If you are asked how many months they lived with you answer truthfully, about 9 months. As long as they lived with you more than half of the year, you are the custodial parent which is the important determination for tax purposes.
based on what you said, it appears the father had custody for more time than you did, namely more than half the year.
You can't claim them.
How do you figure that? Even if you consider a "week end" to be 3 days then that is still only about 108 days. ((3 X 52) / 2) + 30 = 108. If the weekend is 2 days then ((2 X 52) /2 + 30) = 82. (assuming 4 weeks is an average of 30 days +/- a couple of days). Much less than the 183 nights for half the year.
@fanfare" Every other weekend" ---- 26 weekends + 4 weeks does not equal over 183 nights. Mother claims them.
@somos321 Are you the custodial parent? Do you have an agreement with the other parent to allow the other parent to claim them--due to divorce or that you live apart and share custody? Did one of you sign a Form 8332?
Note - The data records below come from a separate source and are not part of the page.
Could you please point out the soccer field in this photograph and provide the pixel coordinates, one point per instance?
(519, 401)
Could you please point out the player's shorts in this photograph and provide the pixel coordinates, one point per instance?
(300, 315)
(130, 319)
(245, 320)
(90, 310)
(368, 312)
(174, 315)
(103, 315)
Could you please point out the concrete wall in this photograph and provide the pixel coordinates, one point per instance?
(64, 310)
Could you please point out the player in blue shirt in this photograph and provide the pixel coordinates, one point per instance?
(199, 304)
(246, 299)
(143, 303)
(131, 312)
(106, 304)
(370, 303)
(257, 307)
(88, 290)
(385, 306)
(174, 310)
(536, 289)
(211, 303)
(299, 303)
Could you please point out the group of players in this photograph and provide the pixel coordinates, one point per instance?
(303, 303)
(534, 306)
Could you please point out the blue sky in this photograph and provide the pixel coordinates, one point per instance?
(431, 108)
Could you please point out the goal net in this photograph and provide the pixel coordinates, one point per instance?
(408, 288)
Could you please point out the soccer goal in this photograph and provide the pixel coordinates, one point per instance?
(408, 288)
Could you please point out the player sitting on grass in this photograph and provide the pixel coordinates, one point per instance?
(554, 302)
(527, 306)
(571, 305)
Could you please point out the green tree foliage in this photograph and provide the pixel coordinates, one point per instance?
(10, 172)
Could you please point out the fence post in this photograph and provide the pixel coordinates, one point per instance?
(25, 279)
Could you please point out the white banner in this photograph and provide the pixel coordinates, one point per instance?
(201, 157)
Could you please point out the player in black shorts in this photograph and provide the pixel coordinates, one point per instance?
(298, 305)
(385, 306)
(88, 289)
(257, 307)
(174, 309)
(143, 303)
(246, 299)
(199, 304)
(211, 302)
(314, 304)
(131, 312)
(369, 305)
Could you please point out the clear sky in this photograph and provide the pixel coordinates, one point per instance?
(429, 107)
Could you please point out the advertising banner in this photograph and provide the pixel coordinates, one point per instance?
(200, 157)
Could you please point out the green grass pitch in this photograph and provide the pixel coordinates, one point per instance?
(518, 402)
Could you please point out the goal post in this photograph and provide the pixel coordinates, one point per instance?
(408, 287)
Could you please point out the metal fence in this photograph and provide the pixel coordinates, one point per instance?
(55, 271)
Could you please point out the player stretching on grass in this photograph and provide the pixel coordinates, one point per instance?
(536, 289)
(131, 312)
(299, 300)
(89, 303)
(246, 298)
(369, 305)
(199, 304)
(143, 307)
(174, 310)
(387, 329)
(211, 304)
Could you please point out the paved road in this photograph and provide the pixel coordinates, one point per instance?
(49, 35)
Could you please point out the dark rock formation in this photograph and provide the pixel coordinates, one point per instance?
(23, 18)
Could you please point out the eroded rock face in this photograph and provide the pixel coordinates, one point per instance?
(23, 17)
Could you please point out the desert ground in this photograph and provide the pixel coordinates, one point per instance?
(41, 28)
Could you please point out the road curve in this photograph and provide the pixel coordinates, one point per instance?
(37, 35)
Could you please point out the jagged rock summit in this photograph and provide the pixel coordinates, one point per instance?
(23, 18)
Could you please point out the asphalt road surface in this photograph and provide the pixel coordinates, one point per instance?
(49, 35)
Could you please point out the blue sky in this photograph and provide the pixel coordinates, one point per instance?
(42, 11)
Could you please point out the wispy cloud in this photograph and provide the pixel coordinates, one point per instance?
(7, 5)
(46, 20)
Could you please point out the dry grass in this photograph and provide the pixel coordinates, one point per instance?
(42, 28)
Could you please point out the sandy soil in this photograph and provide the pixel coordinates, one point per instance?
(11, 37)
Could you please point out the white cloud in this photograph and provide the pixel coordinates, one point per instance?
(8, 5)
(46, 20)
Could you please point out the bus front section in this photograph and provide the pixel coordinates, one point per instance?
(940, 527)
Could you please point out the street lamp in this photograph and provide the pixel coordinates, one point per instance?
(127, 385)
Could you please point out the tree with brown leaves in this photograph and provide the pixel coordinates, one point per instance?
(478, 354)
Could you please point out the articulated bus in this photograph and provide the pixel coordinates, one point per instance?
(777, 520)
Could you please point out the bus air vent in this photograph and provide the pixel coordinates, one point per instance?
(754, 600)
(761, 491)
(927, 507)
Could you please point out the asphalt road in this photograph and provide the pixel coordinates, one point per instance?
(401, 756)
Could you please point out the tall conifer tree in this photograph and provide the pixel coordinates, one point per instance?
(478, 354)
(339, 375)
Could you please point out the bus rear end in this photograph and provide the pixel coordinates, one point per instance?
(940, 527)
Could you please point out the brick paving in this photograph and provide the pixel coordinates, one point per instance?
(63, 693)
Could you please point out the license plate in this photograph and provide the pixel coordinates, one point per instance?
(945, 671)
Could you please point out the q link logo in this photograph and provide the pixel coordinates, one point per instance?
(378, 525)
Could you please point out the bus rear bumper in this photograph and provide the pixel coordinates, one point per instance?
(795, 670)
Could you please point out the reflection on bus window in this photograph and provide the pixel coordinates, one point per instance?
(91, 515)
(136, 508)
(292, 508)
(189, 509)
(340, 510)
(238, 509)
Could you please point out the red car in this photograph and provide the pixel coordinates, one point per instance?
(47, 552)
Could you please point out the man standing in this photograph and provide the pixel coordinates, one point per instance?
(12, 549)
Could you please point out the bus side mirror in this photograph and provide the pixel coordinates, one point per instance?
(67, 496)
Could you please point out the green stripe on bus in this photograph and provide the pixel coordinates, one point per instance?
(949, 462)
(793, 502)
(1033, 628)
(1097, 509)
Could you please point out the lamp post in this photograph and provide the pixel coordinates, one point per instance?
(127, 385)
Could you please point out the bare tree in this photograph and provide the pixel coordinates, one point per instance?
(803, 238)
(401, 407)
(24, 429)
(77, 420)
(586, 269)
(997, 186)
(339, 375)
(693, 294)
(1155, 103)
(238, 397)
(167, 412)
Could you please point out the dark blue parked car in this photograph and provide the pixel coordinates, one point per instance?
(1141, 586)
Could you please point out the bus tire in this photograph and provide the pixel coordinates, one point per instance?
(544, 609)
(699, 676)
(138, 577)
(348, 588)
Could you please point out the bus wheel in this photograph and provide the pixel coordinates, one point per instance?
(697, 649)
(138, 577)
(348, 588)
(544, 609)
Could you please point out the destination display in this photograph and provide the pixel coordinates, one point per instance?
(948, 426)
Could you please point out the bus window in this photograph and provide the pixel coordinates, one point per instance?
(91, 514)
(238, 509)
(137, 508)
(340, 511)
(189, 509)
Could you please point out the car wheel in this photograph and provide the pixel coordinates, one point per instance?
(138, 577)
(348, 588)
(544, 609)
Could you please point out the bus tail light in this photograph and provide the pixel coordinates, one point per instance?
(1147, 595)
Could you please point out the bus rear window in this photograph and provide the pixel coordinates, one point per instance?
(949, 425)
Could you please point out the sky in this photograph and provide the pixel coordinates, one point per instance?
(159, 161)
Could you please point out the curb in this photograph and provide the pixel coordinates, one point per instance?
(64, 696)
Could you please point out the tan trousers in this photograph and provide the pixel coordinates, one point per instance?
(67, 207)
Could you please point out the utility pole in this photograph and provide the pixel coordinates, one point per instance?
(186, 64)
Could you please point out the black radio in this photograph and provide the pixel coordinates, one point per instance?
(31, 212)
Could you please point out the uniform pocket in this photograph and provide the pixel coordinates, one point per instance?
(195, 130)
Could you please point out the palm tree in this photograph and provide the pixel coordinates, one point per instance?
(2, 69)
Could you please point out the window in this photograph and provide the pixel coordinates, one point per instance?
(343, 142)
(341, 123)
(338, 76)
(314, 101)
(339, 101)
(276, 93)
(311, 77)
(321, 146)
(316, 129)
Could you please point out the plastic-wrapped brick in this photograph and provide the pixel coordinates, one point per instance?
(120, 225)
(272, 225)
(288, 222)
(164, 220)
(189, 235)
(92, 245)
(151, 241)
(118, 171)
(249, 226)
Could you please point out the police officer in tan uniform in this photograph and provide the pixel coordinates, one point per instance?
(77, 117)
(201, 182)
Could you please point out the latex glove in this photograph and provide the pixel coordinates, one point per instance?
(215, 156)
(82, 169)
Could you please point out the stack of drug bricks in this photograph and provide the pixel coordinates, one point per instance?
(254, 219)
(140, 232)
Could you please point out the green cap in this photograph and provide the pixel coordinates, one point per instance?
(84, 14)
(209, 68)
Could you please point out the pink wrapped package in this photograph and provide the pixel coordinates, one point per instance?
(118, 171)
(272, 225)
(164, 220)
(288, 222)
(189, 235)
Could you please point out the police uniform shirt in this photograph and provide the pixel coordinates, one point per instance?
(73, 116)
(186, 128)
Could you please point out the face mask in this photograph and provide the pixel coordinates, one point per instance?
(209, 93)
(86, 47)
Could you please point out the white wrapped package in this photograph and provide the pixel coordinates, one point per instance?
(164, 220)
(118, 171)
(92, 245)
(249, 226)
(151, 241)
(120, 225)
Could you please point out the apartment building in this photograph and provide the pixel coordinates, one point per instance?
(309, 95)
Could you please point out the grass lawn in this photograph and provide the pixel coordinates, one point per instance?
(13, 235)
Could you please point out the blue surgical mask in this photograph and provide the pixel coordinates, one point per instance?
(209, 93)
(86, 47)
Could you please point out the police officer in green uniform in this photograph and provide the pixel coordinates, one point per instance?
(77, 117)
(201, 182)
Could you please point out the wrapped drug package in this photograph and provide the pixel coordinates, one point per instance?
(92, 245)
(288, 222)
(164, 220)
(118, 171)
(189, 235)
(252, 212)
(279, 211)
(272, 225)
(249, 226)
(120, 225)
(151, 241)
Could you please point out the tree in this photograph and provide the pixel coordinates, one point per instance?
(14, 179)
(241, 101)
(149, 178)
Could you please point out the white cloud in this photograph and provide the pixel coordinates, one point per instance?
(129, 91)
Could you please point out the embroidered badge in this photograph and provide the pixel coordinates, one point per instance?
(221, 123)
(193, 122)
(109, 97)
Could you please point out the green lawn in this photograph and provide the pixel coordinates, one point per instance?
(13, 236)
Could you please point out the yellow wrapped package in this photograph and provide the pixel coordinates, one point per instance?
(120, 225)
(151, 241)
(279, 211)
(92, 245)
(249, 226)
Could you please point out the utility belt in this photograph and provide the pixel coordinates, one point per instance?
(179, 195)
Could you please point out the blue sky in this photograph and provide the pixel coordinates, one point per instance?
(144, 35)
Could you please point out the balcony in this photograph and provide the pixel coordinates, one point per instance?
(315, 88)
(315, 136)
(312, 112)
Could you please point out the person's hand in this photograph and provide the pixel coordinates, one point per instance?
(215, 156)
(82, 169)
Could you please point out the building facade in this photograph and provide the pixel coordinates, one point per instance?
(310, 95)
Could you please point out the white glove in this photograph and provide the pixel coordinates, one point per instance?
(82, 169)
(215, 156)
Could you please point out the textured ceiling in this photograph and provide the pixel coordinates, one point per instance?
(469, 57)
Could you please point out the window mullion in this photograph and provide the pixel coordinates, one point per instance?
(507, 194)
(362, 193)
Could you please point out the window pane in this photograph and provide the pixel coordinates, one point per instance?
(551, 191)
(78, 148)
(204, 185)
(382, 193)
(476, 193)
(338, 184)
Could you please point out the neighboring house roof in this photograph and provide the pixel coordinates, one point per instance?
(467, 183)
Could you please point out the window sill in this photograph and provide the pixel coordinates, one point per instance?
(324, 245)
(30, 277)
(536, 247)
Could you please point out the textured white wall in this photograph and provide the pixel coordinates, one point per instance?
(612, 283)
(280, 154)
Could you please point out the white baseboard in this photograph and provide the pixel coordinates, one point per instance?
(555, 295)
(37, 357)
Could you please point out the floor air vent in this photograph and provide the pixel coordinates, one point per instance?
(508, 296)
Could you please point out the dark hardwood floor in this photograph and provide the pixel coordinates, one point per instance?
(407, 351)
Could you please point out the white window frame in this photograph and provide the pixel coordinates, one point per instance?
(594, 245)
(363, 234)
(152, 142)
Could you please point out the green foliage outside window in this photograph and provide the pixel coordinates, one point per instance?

If there is a signed 8332 then the custodial parent retains the right to file as Head of Household, get earned income credit and the childcare credit + education credits if the child is a full-time college student. The non-custodial parent gets the child tax credit for children under the age of 17.
As far as the IRS is concerned, the custodial parent is the one with whom the child spent the most nights during the tax year--at least 183 nights.